The three in-force cat bond issuances subject to this change are the two tranches of the Residential Reinsurance 2023 Limited (Series 2023-1) deal, the remaining two tranches of the Residential Reinsurance 2024 Limited (Series 2024-1) deal and the three remaining tranches of the most recent aggregate cat bond sponsored by USAA, the Residential Reinsurance 2025 Limited (Series 2025-1) deal, we understand from sources.
We’re told that in notices to holders of these Residential Re cat bond notes, USAA has explained that due to material increases in the expected loss contribution for the severe thunderstorm peril under the latest risk model version, presumably Verisk’s as that was the model used in each case, it has decided to include an additional retained stated reinsurance layer.
Sources said this is a 100% retained quota share reinsurance arrangement, which will be applicable to all severe thunderstorm loss occurrences, which now becomes part of the stated reinsurance for each of the cat bonds subject to this change from the start of their next loss occurrence period, which we believe to be from this coming June 1st 2026.
The quota share is said to cover all states and policies that the cat bonds themselves might be exposed to, while it attaches at the zero dollar loss level and has unlimited limit.
We suspect what this means is that, after the risk model update increased the expected loss contribution from severe thunderstorm risks, that would have changed the risk metrics for the cat bonds meaning that additional stated reinsurance beneath the tower would effectively lift them higher.

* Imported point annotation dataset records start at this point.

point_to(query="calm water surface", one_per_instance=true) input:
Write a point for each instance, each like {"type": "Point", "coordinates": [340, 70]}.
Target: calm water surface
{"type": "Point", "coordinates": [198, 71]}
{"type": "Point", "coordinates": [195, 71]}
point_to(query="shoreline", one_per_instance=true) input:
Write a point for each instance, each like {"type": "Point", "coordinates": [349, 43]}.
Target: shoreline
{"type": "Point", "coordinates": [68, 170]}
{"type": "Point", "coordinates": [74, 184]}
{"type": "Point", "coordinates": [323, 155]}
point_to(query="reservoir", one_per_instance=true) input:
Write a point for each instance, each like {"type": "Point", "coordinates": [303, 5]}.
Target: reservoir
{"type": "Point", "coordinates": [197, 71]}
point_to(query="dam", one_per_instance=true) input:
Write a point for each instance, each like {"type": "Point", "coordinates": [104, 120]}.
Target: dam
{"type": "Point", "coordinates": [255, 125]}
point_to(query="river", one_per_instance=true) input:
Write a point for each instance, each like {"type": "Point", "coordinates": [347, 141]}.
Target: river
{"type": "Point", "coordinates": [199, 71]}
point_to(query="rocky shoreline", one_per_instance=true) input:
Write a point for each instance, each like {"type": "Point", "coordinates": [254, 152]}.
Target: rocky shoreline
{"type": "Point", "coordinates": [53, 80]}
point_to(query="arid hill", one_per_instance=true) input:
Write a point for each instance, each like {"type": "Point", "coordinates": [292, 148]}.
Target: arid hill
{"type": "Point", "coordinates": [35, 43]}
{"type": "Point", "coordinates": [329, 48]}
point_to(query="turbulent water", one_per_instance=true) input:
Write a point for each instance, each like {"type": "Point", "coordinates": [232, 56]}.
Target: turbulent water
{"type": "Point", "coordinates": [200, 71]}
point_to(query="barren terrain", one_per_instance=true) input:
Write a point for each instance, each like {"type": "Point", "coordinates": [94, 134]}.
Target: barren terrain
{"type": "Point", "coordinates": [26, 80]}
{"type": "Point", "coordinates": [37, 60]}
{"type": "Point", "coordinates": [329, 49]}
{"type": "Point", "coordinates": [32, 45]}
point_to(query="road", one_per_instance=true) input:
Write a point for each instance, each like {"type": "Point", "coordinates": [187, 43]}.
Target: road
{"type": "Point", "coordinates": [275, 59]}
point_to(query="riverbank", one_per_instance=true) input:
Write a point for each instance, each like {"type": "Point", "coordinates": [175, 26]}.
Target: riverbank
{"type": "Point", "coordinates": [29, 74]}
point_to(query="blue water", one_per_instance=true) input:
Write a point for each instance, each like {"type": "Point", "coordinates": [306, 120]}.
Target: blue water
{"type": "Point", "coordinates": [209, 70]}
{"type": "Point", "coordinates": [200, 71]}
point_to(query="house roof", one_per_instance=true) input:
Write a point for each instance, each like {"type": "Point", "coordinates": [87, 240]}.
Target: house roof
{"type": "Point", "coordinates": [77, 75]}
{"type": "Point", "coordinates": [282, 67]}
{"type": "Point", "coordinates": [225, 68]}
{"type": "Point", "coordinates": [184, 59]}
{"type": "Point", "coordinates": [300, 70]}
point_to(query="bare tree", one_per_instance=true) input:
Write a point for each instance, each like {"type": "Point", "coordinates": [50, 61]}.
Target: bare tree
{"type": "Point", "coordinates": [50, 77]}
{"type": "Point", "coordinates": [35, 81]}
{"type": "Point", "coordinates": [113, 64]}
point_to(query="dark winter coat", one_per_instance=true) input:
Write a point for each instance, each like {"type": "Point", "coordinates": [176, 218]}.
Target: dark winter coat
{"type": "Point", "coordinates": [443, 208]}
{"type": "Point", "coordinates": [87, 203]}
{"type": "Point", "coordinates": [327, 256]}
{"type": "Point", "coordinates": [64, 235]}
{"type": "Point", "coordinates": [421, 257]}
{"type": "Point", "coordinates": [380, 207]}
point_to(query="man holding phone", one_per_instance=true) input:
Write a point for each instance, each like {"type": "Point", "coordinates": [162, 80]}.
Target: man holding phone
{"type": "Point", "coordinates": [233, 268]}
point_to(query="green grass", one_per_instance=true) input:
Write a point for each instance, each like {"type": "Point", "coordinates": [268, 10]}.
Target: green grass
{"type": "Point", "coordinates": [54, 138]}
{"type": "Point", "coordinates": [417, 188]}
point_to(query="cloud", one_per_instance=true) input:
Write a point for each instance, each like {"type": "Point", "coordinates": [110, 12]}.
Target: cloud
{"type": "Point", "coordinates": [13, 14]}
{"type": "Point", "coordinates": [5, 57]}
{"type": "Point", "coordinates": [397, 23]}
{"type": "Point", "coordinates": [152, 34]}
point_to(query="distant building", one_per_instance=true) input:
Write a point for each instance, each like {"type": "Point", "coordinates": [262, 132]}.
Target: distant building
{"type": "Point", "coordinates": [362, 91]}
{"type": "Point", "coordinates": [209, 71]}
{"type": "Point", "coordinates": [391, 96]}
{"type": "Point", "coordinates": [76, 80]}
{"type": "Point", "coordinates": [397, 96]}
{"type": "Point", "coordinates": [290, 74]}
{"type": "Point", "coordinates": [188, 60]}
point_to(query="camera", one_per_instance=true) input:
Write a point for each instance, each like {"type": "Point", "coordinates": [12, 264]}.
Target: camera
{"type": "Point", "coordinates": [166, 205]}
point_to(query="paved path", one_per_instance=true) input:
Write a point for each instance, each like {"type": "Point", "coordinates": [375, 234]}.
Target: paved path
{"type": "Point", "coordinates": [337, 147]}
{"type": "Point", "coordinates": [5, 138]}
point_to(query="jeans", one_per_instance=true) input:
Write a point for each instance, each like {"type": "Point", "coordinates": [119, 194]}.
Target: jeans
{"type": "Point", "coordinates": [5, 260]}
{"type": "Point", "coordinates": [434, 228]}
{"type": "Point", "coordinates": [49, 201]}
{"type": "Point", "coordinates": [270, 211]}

At annual resets, cat bonds can be adjusted within certain pre-defined bounds, to provide useful flexibility for sponsors, allowing them to be moved within reinsurance towers to a degree. Here, it seems USAA is leveraging other terms in the cat bonds that allow for additional stated reinsurance to be added, in order to control the expected loss metrics of the notes.
Which is a good demonstration of the utility of catastrophe bonds as protection and their well-thought through protection terms, that allow for some flexibility and for the risk level to be controlled by the sponsors, for themselves and the investors.
This addition of a retained quota share reinsurance layer at the bottom of the tower may enable the cat bonds attachments to be lifted higher than would otherwise have been possible under the reset terms, so controlling the expected loss and keeping it within the limits of the reset terms. That’s an assumption, although it’s important to add that we haven’t seen any documents to 100% confirm this.
It is also possible that USAA could be controlling for a potential spread increase that would be needed for a larger increase in expected loss, by using an additional retained reinsurance layer. Again, we cannot be certain.
With 46 catastrophe bond transactions included in our Deal Directory, USAA and its now 45 issuance strong Residential Re cat bond program is the most prolific sponsor and program in the market, a regular and consistent feature since the cat bond instrument was first seen in late 1996 when USAA’s first issuance began marketing.